Navy vessels spending little time at sea

HMNZS Pukaki (left) - seen with HMNZS Hawea in dock at Devonport Navy Base - hasn't spent a day out of port since the end of 2012. Photo: NZ Herald
HMNZS Pukaki (left) - seen with HMNZS Hawea in dock at Devonport Navy Base - hasn't spent a day out of port since the end of 2012. Photo: NZ Herald

Staff shortages are the reason the Navy's in-shore patrol vessels aren't being used, the Labour Party says.

New figures from the Defence Force show in-shore patrol vessel HMNZS Pukaki hasn't spent a single day out of port since the end of 2012, and HMNZS Taupo hasn't done the same since the end of 2013.

They both entered service with the Navy in 2009 and are two of four ships designed to carry out surveillance and patrol missions around the entire country.

One of the Navy's two frigates, HMNZS Te Mana, hasn't been at sea since the end of 2014 and is undergoing a planned multimillion-dollar upgrade at the Devonport Naval Base in Auckland.

New Zealand First MP Ron Mark, who released the figures, said they were "appalling", considering vessels were spending 218 sea days on fisheries patrol in 2011.

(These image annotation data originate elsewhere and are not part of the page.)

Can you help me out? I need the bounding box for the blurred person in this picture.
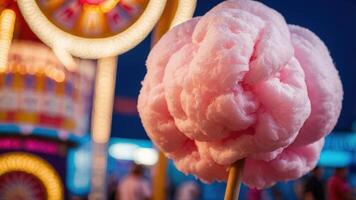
[174,181,200,200]
[327,167,353,200]
[303,166,325,200]
[117,164,152,200]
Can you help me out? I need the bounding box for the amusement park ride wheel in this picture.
[17,0,166,59]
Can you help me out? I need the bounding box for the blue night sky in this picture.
[112,0,356,138]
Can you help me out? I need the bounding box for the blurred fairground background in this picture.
[0,0,356,200]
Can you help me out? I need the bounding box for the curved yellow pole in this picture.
[0,9,16,72]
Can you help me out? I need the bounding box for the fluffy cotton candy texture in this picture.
[138,0,342,188]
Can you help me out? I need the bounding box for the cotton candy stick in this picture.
[224,159,245,200]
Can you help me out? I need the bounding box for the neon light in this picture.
[0,152,64,200]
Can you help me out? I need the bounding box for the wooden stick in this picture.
[224,159,245,200]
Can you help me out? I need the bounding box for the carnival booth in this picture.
[0,0,350,200]
[0,1,95,199]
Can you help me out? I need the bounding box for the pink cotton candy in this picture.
[138,0,342,188]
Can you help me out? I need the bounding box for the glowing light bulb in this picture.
[0,9,16,72]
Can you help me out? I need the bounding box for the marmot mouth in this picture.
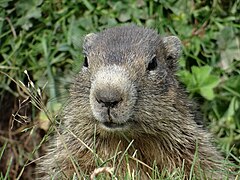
[102,122,126,129]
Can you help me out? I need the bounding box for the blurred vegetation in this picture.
[0,0,240,179]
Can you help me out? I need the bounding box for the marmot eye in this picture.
[147,56,157,71]
[83,56,88,67]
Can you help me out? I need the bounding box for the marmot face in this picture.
[82,26,180,132]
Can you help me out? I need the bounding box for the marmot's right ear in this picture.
[83,33,97,51]
[163,36,182,71]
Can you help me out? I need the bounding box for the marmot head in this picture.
[75,25,181,135]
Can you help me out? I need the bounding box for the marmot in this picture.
[38,25,232,179]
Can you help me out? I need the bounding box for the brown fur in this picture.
[38,26,229,179]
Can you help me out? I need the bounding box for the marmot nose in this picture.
[95,93,122,108]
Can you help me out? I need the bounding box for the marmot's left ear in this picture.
[163,36,182,70]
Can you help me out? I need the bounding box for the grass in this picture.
[0,0,240,179]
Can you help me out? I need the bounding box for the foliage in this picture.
[0,0,240,178]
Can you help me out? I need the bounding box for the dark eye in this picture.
[147,56,157,71]
[83,56,88,67]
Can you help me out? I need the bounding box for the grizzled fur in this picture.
[38,25,227,179]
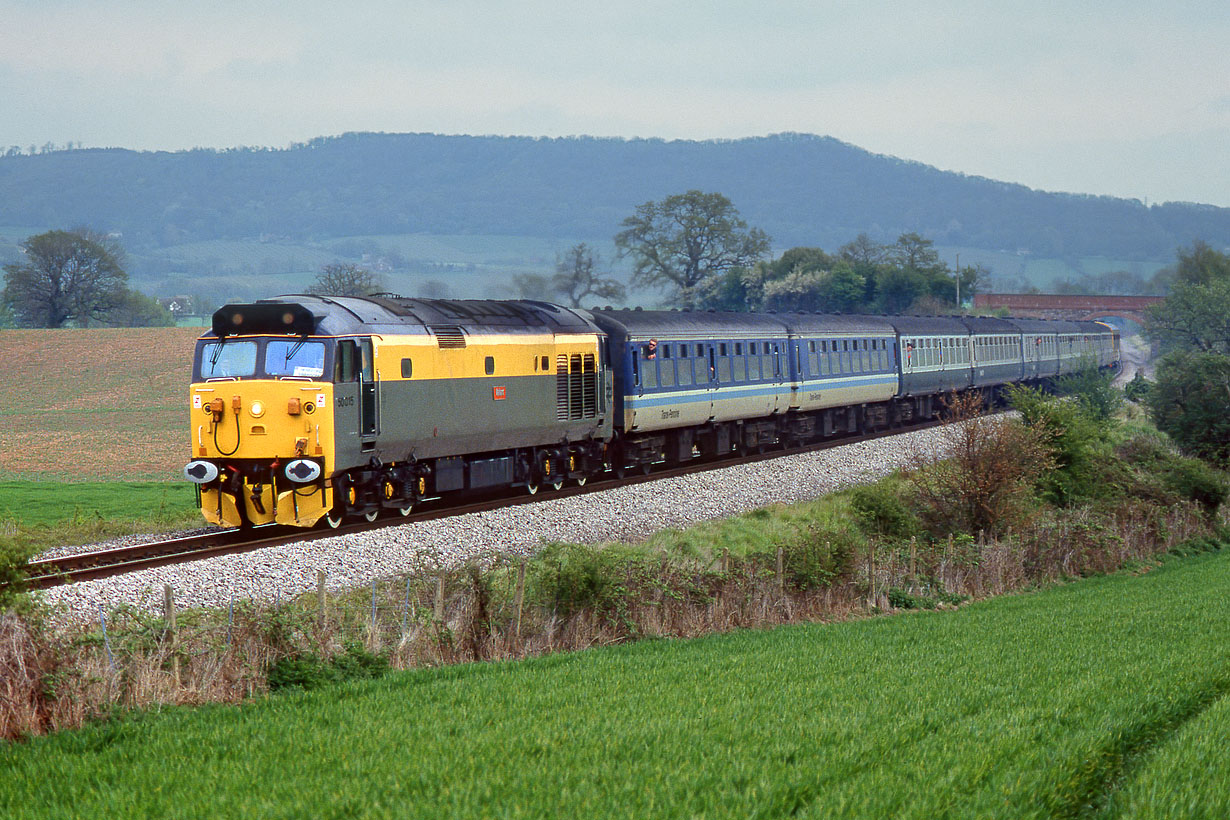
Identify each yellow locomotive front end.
[183,305,333,526]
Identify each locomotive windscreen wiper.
[282,337,308,364]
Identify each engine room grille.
[555,353,598,422]
[427,325,465,348]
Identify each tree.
[106,290,175,327]
[838,234,888,267]
[4,227,128,327]
[308,262,384,296]
[551,242,625,307]
[615,191,769,307]
[888,234,943,273]
[1145,350,1230,467]
[1145,242,1230,354]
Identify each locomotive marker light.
[183,461,218,484]
[284,459,320,484]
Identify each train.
[183,294,1121,527]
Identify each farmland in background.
[0,553,1230,819]
[0,327,200,482]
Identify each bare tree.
[308,262,384,296]
[4,227,128,327]
[551,242,626,307]
[615,191,769,306]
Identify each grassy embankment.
[0,327,200,550]
[0,545,1230,819]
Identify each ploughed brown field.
[0,327,203,481]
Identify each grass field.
[0,481,199,527]
[0,553,1230,819]
[0,327,200,482]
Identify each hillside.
[0,134,1230,263]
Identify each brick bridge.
[974,294,1161,325]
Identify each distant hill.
[0,134,1230,261]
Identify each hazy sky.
[0,0,1230,205]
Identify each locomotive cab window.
[198,342,256,379]
[264,339,325,379]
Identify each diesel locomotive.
[185,295,1119,526]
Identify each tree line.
[0,134,1230,261]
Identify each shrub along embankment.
[0,381,1230,738]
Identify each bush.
[266,641,389,692]
[849,479,921,538]
[526,543,643,617]
[1007,386,1114,507]
[909,393,1054,537]
[782,526,852,590]
[1055,365,1121,424]
[1123,370,1154,404]
[1148,353,1230,465]
[1164,459,1230,515]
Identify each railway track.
[16,422,942,589]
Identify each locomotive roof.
[213,294,597,336]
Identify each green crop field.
[0,553,1230,819]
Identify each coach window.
[658,355,675,387]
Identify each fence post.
[910,535,919,591]
[316,569,328,632]
[513,556,529,641]
[162,584,180,687]
[98,601,116,702]
[368,578,379,649]
[401,575,410,641]
[867,543,876,607]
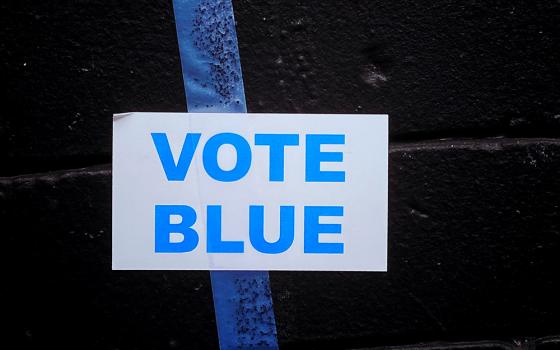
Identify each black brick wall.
[0,0,560,350]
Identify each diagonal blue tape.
[168,0,278,349]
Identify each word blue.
[155,205,344,254]
[151,133,346,182]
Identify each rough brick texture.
[0,0,560,350]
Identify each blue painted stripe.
[168,0,278,349]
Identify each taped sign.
[113,113,388,271]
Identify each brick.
[0,139,560,349]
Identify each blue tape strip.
[168,0,278,349]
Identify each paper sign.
[113,113,388,271]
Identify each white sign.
[113,113,388,271]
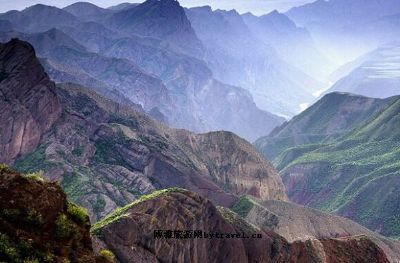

Mr Mark said it was particularly concerning considering the Government wants to add a further 620,000sq km to the Navy's patrol zone with the creation of the Kermadec Ocean Sanctuary.

"Given we're responsible for a vast slice of the globe that extends from Antarctica to north of the equator and mid-Tasman to east of the Cook Islands, our Navy is frankly way too small and our seas are mostly unguarded."

But Defence Minister Gerry Brownlee, who said the Navy's quite capable of putting a full flotilla to sea, blamed the last Labour government for ordering too many in-shore patrol vessels and not enough off-shore vessels like the HMNZS Otago and Wellington.

"It's an extraordinary situation. I cannot believe the previous Government actually committed to that number without some idea if they'd use them. What we could do with more of is off-shore patrol boats," he told Newshub.

"You'll have to go back to the Foreign Minister of the day and ask him why we were purchasing them at the time."

He defended the lack of sea days clocked up, and said they're busy with scheduled maintenance or other exercises.

"They're not going to sea for very good reasons. You have a number of days at sea, and then a number of days in port, probably a greater number of days, when maintenance is being done or crews are in some other form of training."

But Labour's defence spokesman Phil Goff said that explanation was deliberately misleading.

"The inshore patrol fleet was commissioned after a 2001 Maritime Forces review said that the vessels were needed for fisheries protection, border control, conservation support, and search and rescue. These needs still exist.

"Year after year Parliament's defence select committee has been told the Navy can't put many of its inshore patrol vessels to sea because it doesn't have skilled personnel to staff them.

"The problem goes back to 2012 when National's civilianisation programme saw an unprecedented attrition in the Navy of 23 percent. It takes years to replace skilled personnel."